Pengelola Balai Sosial Bantah Telantarkan Puluhan Difabel di Jalanan Kota Bandung
BRSPDSN angkat bicara mengenai telantarnya 41 difabel netra dan kini tinggal di trotoar Jalan Pajajaran, Bandung.
Pengelola balai, bahkan telah memberikan toleransi kepada para penerima manfaat hingga bulan Juli.
Di mana mereka seharusnya meninggalkan balai sejak Juni 2019.
Pengelola balai juga sudah secara persuasif meminta penerima manfaat untuk berinisiatif mematuhi ketentuan, sebab, banyak penyandang disabilitas sensorik netra lainnya yang antre untuk masuk balai dan mendapatkan pelayanan.
Selain itu, pada tanggal 12 Agustus 2019, Kementerian Sosial dan Pemprov Jawa Barat juga sudah rapat untuk mencari solusi bersama.
Salah satu keputusannya adalah, Dinas Pendidikan Jabar berkomitmen membangun sarana pendidikan berkebutuhan khusus dengan konsep boarding school yang dilengkapi asrama.
Dinas Sosial Provinsi Jabar juga merencanakan pembangunan panti sosial yang melayani semua penyandang disabilitas termasuk sensorik netra.
Pengembangan layanan terpadu nasional ini merupakan bagian dari komitmen pemerintah meningkatkan pelayanan kepada penyandang disabilitas.

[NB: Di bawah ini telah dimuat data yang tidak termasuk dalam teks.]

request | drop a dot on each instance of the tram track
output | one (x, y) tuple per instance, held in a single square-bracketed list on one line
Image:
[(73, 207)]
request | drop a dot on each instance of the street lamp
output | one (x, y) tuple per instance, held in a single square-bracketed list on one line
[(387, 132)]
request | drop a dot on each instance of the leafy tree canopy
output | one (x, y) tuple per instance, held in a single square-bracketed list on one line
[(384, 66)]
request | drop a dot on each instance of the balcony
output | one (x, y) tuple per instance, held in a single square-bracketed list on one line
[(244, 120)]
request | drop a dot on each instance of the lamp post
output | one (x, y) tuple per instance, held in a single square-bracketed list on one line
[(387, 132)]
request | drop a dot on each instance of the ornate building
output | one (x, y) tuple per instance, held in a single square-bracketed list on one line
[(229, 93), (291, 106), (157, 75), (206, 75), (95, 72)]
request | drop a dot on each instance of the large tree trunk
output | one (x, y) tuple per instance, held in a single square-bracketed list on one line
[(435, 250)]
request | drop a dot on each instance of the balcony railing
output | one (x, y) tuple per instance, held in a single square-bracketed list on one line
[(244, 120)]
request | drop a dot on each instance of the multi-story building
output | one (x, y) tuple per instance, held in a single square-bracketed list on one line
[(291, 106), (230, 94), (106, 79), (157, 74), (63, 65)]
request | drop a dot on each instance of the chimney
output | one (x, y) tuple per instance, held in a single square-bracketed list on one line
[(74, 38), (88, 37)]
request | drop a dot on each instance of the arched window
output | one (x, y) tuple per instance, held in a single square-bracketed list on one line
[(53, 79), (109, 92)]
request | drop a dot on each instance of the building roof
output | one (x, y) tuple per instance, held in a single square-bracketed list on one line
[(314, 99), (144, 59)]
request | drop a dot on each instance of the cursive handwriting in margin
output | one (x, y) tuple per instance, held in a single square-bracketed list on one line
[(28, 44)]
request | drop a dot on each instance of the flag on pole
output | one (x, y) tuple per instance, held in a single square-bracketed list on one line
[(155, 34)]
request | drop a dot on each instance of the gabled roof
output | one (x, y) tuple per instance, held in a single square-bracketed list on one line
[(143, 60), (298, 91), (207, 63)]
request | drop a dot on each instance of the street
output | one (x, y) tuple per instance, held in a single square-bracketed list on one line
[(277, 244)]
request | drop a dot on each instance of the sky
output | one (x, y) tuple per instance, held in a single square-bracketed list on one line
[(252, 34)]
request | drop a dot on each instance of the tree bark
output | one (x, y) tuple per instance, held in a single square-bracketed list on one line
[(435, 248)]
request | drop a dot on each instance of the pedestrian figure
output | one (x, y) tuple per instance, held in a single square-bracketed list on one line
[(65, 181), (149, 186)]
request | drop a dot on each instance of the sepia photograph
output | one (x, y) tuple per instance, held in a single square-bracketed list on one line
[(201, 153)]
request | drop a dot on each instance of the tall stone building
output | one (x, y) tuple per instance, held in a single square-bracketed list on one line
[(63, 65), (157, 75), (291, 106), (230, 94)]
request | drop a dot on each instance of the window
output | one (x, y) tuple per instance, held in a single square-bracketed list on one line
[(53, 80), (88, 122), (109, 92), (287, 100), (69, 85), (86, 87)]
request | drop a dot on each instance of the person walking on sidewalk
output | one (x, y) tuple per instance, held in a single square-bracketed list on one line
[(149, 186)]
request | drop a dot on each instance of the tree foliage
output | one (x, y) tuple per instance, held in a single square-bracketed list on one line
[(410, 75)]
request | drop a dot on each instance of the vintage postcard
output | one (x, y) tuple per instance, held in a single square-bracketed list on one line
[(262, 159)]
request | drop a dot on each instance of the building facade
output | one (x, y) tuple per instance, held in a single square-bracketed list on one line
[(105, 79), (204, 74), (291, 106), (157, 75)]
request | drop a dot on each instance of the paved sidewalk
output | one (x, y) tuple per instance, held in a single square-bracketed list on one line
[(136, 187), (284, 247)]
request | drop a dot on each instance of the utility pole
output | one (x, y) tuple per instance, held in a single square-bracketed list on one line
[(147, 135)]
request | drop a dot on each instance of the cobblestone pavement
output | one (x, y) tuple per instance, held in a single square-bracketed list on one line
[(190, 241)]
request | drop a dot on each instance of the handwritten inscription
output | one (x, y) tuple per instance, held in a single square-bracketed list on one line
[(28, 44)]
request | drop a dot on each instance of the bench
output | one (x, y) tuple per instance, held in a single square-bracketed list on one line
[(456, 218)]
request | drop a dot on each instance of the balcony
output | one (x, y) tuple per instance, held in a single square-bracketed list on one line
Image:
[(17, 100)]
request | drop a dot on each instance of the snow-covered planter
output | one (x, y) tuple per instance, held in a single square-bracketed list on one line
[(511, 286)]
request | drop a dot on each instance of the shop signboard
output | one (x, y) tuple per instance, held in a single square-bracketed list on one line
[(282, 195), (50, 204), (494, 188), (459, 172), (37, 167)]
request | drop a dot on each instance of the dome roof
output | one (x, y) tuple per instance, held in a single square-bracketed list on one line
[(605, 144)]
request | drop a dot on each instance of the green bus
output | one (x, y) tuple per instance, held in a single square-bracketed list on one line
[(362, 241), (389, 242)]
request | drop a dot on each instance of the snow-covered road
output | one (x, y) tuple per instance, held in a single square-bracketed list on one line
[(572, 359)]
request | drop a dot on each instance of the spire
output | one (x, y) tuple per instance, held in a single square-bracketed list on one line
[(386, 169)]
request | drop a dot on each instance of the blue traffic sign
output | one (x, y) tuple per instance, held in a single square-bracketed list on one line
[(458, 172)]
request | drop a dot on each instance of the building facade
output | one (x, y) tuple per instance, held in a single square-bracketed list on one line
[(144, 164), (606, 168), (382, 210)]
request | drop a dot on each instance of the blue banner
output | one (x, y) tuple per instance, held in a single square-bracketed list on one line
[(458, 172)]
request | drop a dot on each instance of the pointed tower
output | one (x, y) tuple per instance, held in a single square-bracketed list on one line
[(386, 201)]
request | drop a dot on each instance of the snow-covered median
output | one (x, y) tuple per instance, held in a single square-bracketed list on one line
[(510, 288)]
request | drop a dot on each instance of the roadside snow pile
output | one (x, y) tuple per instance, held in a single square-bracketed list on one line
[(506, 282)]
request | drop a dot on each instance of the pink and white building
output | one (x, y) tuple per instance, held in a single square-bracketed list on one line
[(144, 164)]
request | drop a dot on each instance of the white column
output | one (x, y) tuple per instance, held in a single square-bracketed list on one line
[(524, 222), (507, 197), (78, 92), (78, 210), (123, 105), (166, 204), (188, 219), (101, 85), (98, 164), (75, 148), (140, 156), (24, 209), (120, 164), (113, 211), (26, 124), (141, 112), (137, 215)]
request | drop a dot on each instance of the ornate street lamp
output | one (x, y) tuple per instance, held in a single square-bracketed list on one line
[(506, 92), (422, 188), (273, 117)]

Sudarsono menyayangkan, di tengah proses peralihan dan komunikasi dengan Pemprov tersebut, mencuat isu yang justru kontraproduktif dengan langkah-langkah pemerintah.

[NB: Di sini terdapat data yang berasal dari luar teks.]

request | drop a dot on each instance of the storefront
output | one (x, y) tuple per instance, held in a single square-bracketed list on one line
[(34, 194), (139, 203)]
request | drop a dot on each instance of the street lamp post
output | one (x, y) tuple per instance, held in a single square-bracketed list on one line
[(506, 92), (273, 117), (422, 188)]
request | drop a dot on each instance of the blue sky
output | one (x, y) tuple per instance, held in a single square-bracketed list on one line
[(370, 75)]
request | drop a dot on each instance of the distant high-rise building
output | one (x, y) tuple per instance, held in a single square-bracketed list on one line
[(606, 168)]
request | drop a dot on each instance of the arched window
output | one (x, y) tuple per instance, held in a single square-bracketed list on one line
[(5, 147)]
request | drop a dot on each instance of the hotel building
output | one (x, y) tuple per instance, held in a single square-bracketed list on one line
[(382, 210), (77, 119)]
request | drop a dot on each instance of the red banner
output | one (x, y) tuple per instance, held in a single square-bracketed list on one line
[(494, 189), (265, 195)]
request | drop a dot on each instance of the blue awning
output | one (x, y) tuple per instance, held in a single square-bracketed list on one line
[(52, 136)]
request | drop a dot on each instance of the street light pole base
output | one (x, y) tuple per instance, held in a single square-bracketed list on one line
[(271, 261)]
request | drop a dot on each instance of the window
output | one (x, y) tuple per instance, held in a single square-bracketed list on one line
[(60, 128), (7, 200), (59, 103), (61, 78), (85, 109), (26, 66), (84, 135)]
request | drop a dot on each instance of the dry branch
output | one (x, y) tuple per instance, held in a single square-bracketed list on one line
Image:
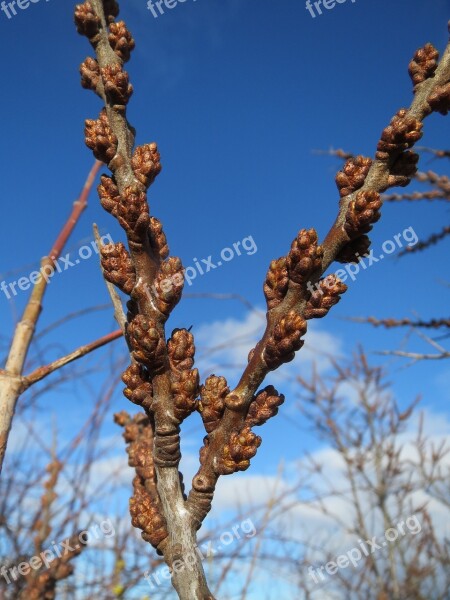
[(161, 378)]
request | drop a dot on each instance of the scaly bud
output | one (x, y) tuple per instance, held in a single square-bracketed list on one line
[(285, 340), (329, 293), (402, 133), (305, 256), (146, 163), (117, 267), (352, 175), (211, 405), (277, 282), (264, 406), (121, 40), (100, 138)]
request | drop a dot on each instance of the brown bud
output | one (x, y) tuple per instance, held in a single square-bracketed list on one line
[(285, 340), (121, 40), (362, 212), (322, 299), (90, 74), (100, 138), (353, 175), (264, 406), (109, 194), (212, 397), (146, 163), (158, 239), (181, 349), (185, 390), (86, 20), (305, 256), (439, 99), (236, 455), (132, 213), (277, 282), (117, 267), (147, 342), (111, 9), (402, 133), (352, 252), (118, 89), (146, 516), (403, 169), (169, 285), (138, 390), (423, 64)]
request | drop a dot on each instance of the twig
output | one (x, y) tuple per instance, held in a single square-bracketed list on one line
[(42, 372), (11, 377)]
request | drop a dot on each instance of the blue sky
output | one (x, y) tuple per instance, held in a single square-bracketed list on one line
[(238, 94)]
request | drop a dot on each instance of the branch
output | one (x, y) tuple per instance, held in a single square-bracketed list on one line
[(11, 377), (390, 323), (42, 372), (291, 281)]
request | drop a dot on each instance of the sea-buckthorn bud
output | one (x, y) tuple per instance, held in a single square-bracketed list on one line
[(118, 89), (90, 74), (353, 175), (285, 340), (322, 299), (121, 40), (185, 391), (277, 282), (354, 250), (212, 397), (236, 455), (402, 133), (264, 406), (423, 64), (146, 516), (362, 213), (305, 256), (132, 213), (86, 20), (109, 194), (100, 138), (439, 99), (169, 285), (132, 309), (147, 343), (158, 240), (403, 169), (111, 9), (138, 390), (181, 349), (117, 266), (146, 163)]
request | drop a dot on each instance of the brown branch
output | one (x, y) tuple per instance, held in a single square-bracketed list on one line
[(361, 181), (430, 241), (143, 274), (11, 378), (45, 371), (390, 323)]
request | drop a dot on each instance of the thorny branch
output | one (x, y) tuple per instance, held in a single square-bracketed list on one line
[(161, 378)]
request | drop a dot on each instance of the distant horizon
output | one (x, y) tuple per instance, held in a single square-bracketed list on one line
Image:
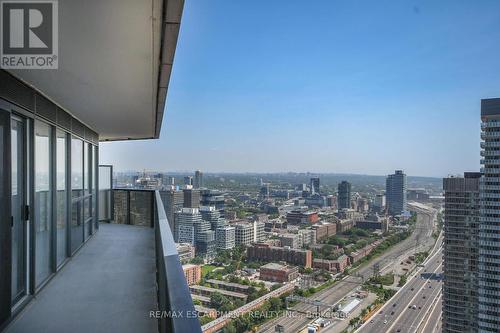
[(191, 172), (356, 88)]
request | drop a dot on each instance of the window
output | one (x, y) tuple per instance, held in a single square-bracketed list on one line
[(43, 201), (76, 193), (61, 193)]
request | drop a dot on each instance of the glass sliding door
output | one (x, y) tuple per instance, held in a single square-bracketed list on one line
[(76, 193), (94, 187), (43, 201), (18, 202), (86, 186), (61, 196)]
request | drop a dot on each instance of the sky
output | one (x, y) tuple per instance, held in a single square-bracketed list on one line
[(325, 86)]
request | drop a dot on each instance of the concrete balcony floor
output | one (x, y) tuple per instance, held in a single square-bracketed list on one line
[(108, 286)]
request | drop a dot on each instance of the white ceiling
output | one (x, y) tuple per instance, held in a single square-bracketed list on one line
[(111, 65)]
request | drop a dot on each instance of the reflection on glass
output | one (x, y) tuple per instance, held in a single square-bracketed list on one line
[(18, 244), (94, 185), (87, 180), (76, 193), (61, 195), (43, 201)]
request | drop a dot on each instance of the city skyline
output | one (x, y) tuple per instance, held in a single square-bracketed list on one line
[(272, 84)]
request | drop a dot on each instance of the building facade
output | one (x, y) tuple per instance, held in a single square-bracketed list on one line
[(244, 233), (489, 220), (395, 192), (278, 273), (198, 179), (191, 198), (192, 274), (344, 195), (315, 185), (225, 237), (461, 227)]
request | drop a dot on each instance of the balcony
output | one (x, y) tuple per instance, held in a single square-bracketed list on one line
[(118, 281)]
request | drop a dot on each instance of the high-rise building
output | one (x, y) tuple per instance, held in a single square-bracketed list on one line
[(187, 223), (198, 179), (173, 201), (344, 196), (395, 192), (210, 214), (188, 180), (225, 237), (258, 231), (461, 227), (379, 203), (205, 243), (191, 198), (213, 198), (489, 220), (315, 185), (244, 233)]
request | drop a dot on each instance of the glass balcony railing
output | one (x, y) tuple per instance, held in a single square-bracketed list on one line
[(145, 208)]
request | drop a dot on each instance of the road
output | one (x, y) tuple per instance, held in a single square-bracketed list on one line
[(422, 236), (424, 291)]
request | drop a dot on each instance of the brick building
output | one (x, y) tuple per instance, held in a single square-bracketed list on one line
[(192, 273), (278, 273), (265, 252)]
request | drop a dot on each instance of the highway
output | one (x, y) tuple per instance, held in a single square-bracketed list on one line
[(416, 307), (421, 238)]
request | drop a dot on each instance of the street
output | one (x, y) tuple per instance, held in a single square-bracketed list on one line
[(421, 238)]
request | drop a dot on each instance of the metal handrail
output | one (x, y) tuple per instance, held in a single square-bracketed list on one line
[(177, 313)]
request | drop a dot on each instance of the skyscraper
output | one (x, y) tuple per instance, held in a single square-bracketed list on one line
[(461, 226), (315, 185), (211, 215), (173, 201), (191, 198), (395, 192), (344, 196), (489, 220), (188, 180), (198, 179)]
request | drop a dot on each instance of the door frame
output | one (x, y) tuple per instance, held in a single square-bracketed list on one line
[(5, 219)]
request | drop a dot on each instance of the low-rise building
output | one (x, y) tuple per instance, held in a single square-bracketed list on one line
[(324, 230), (244, 233), (329, 265), (341, 263), (186, 251), (225, 237), (278, 273), (265, 252), (291, 240), (207, 291), (308, 236), (302, 217), (240, 288), (192, 273), (204, 311)]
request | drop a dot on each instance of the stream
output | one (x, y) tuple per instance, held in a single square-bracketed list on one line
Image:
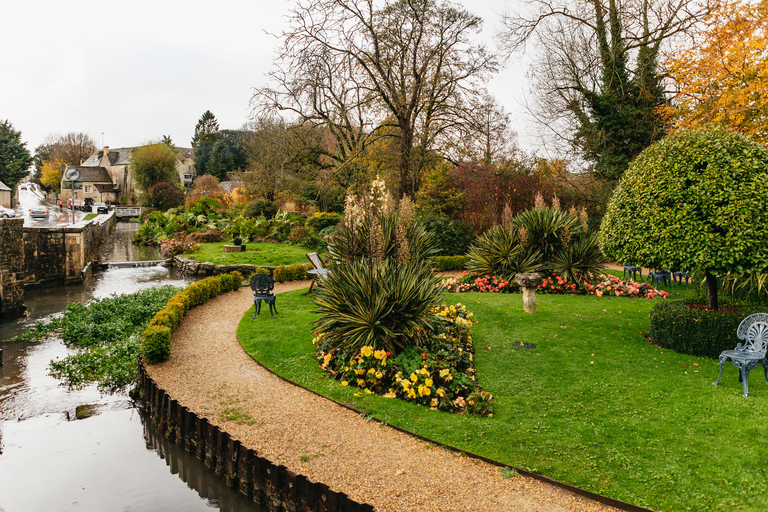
[(113, 459)]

“Kita duduk bersama, mencari solusi terbaik. Kita semua anak bangsa, tidak mungkinlah saling menegasi,” tutupnya.
Sebelumnya ramai diberitakan, pemaksaan untuk mengosongkan asrama oleh pengelola Wyata Guna Bandung, membuat 41 difabel netra penghuni asmara tersebut terpaksa tinggal di trotoar Jalan Pajajaran.
Pengosongan paksa itu dilakukan karena berubahnya status Panti Sosial Bina Netra (PSBN) Wyata Guna menjadi Balai Rehabilitasi Sosial Penyandang Disabilitas Sensorik Netra (BRSPDSN).(Willy Widianto)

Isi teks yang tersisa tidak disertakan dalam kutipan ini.